From the age of 15 through 20, I was a lifeguard. I thought I was great at it. Working at a local pool, I got to stand around looking heroic, getting athlete’s foot, and for the most part, not doing very much. There was the occasional rescue, but for the most part, it was sticking bandaids on little kids, eating freezies, and flirting shamelessly. Looking back, it wasn’t real lifeguarding. What the people do at places like Puerto Escondido and on the North Shore of Hawaii… that’s real lifeguarding.
When Puerto turns on, it’s one of the most amazing beach breaks on the planet. The heroes in the surf world are the surfers–they’re the ones that get all the footage, the ones that we tune in to watch. But the real heroes are the ones looking out for them behind the scenes.

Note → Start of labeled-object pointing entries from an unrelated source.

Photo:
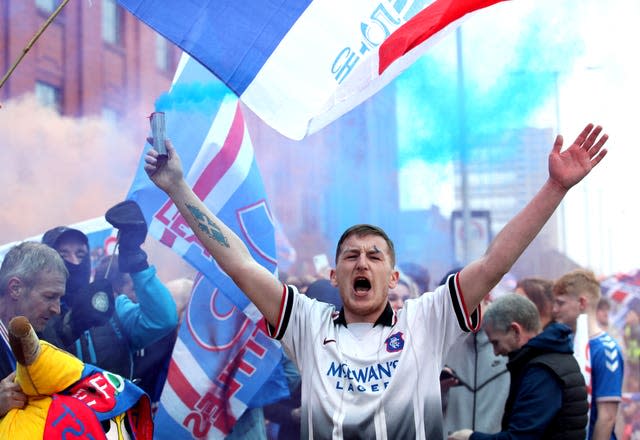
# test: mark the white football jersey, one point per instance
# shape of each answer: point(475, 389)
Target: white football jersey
point(384, 385)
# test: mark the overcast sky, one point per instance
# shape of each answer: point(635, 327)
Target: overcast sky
point(511, 53)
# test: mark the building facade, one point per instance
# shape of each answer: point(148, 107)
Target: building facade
point(93, 59)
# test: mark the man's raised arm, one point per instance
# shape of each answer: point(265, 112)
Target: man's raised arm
point(566, 168)
point(260, 285)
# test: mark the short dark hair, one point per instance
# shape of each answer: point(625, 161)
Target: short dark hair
point(365, 229)
point(512, 308)
point(27, 261)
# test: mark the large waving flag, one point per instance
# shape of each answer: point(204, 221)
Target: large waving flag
point(222, 358)
point(301, 64)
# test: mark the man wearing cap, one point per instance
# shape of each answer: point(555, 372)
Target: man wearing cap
point(92, 320)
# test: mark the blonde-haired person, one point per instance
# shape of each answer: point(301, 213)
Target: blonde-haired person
point(575, 293)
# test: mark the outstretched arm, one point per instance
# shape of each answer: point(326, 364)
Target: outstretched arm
point(566, 168)
point(262, 288)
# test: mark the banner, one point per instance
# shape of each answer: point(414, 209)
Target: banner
point(222, 358)
point(301, 64)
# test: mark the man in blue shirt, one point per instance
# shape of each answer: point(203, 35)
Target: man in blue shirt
point(576, 293)
point(547, 396)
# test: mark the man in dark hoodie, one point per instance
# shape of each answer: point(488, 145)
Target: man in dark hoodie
point(547, 396)
point(93, 326)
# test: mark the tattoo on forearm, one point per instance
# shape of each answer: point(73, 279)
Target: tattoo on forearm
point(206, 225)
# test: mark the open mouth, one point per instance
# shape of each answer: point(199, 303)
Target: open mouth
point(361, 285)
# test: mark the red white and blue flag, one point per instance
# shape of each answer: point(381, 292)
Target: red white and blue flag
point(223, 357)
point(301, 64)
point(624, 290)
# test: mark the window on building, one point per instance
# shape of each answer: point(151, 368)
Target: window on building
point(162, 53)
point(47, 5)
point(49, 96)
point(110, 22)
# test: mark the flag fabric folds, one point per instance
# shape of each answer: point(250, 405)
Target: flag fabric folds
point(222, 357)
point(301, 64)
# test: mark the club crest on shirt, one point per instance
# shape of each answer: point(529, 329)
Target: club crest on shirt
point(395, 342)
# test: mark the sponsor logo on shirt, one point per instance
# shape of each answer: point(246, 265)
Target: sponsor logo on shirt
point(395, 342)
point(371, 378)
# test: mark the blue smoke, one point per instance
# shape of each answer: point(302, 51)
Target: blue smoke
point(525, 79)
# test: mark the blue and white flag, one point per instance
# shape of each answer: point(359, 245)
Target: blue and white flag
point(301, 64)
point(222, 357)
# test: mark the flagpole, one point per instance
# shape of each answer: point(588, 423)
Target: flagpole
point(33, 40)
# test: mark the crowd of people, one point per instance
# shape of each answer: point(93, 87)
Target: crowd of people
point(373, 349)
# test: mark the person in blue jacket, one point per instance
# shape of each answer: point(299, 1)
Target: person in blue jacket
point(547, 396)
point(96, 327)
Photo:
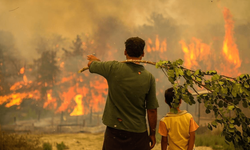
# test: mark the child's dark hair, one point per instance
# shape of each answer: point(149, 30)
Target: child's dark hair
point(169, 96)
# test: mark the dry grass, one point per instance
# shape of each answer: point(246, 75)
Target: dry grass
point(12, 141)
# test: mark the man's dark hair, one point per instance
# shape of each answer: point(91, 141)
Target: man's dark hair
point(135, 46)
point(169, 96)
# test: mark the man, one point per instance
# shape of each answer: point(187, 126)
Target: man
point(131, 93)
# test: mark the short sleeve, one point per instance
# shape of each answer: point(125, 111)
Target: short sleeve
point(151, 100)
point(193, 125)
point(162, 129)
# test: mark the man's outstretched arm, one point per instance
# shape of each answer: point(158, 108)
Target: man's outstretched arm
point(92, 58)
point(152, 120)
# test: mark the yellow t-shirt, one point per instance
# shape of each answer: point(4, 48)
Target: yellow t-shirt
point(177, 127)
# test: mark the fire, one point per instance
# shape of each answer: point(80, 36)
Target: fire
point(195, 52)
point(50, 100)
point(157, 45)
point(198, 54)
point(22, 70)
point(78, 110)
point(17, 98)
point(230, 49)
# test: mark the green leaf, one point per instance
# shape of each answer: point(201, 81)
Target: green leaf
point(180, 72)
point(246, 85)
point(221, 83)
point(230, 107)
point(173, 110)
point(209, 127)
point(221, 104)
point(231, 126)
point(188, 73)
point(197, 72)
point(179, 61)
point(207, 111)
point(212, 72)
point(214, 123)
point(171, 73)
point(171, 80)
point(215, 77)
point(244, 104)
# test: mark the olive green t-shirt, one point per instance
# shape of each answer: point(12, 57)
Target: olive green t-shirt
point(131, 91)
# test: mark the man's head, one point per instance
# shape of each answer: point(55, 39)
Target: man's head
point(134, 47)
point(169, 96)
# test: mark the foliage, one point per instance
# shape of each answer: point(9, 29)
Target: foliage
point(47, 146)
point(18, 142)
point(224, 94)
point(61, 146)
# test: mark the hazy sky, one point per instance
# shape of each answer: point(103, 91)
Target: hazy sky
point(27, 18)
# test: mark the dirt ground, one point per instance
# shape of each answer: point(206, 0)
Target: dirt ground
point(85, 141)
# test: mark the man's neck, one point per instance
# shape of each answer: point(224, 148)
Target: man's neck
point(134, 58)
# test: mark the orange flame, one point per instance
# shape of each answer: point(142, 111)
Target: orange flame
point(157, 46)
point(230, 49)
point(195, 52)
point(22, 70)
point(50, 100)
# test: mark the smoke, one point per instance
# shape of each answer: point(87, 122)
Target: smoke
point(26, 18)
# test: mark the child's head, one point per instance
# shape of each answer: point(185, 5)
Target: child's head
point(169, 96)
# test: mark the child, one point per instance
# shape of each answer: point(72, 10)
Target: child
point(177, 130)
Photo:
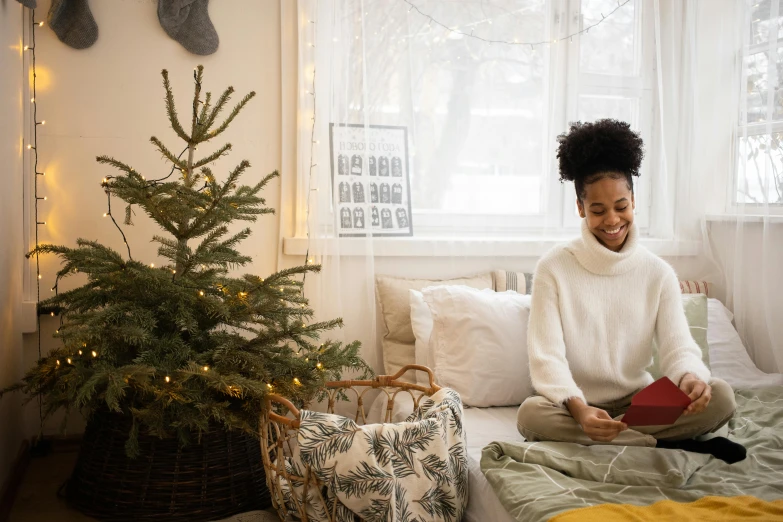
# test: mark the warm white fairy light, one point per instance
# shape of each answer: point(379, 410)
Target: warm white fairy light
point(459, 33)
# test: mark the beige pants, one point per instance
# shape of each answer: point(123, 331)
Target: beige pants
point(540, 419)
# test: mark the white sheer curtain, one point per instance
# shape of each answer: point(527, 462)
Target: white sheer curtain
point(747, 242)
point(481, 112)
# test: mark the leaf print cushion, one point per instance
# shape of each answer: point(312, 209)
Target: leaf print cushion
point(408, 471)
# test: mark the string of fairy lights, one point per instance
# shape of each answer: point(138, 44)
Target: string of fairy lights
point(32, 146)
point(458, 30)
point(532, 44)
point(312, 92)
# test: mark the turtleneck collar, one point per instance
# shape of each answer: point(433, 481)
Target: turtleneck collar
point(598, 259)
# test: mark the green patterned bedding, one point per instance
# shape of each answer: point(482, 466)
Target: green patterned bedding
point(536, 481)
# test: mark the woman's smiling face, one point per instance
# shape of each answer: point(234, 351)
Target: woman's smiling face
point(607, 206)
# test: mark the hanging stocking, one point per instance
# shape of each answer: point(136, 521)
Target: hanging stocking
point(72, 22)
point(187, 21)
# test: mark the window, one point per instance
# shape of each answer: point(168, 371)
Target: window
point(483, 117)
point(759, 179)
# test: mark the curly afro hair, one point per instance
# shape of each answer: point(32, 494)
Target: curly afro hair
point(603, 148)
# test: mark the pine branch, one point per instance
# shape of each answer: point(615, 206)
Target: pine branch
point(214, 156)
point(171, 109)
point(233, 115)
point(184, 353)
point(217, 109)
point(181, 165)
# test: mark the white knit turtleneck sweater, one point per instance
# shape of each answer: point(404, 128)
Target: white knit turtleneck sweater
point(593, 318)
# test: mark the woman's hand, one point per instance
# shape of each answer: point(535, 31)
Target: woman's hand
point(699, 392)
point(595, 422)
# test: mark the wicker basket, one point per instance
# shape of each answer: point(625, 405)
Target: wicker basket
point(216, 478)
point(279, 436)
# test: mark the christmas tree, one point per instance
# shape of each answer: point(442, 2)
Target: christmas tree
point(184, 345)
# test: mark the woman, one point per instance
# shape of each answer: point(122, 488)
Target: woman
point(597, 304)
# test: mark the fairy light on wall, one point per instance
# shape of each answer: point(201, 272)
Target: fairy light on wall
point(34, 150)
point(40, 447)
point(313, 142)
point(516, 41)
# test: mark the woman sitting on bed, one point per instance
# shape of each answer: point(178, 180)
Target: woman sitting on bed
point(597, 304)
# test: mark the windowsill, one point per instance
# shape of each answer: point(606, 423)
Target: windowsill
point(744, 218)
point(468, 247)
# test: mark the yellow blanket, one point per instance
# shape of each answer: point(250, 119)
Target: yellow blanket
point(712, 509)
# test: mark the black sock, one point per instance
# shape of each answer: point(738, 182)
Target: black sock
point(719, 447)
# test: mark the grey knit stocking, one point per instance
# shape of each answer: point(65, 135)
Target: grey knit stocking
point(72, 22)
point(187, 21)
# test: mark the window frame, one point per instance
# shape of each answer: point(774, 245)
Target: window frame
point(746, 130)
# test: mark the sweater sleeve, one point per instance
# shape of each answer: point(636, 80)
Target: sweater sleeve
point(678, 353)
point(549, 370)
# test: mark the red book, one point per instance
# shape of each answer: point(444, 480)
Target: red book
point(659, 404)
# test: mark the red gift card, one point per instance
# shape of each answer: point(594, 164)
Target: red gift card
point(659, 404)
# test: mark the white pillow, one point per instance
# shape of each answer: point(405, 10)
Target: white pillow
point(421, 321)
point(478, 344)
point(729, 359)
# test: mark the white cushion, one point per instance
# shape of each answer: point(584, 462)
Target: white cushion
point(421, 321)
point(729, 359)
point(393, 300)
point(478, 344)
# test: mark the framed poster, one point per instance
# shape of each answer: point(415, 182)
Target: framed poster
point(370, 180)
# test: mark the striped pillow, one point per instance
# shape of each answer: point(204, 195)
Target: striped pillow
point(695, 287)
point(520, 282)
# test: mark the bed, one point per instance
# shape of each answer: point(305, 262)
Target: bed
point(543, 490)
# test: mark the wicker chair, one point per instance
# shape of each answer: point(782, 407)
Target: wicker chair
point(279, 437)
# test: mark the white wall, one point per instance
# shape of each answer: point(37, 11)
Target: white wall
point(12, 105)
point(108, 99)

For a long time, big wave surfing was more about plain old insanity than anything else. Now, though, as it’s turning into a more organized endeavor, safety is coming to the forefront. Big wave surfing safety is a group effort, and more often than not, the surfers are trained as well. But the lifeguards are the ones that bear the brunt of the responsibility, and they take it very seriously.
The Salvavidas Lifeguards are no joke. Performing rescues in waves like the ones at Zicatela takes training, understanding, and above all, a thorough knowledge of how the waves work. Captain Godo has the place dialed, and because of it one of the most dangerous waves in the world is a little safer.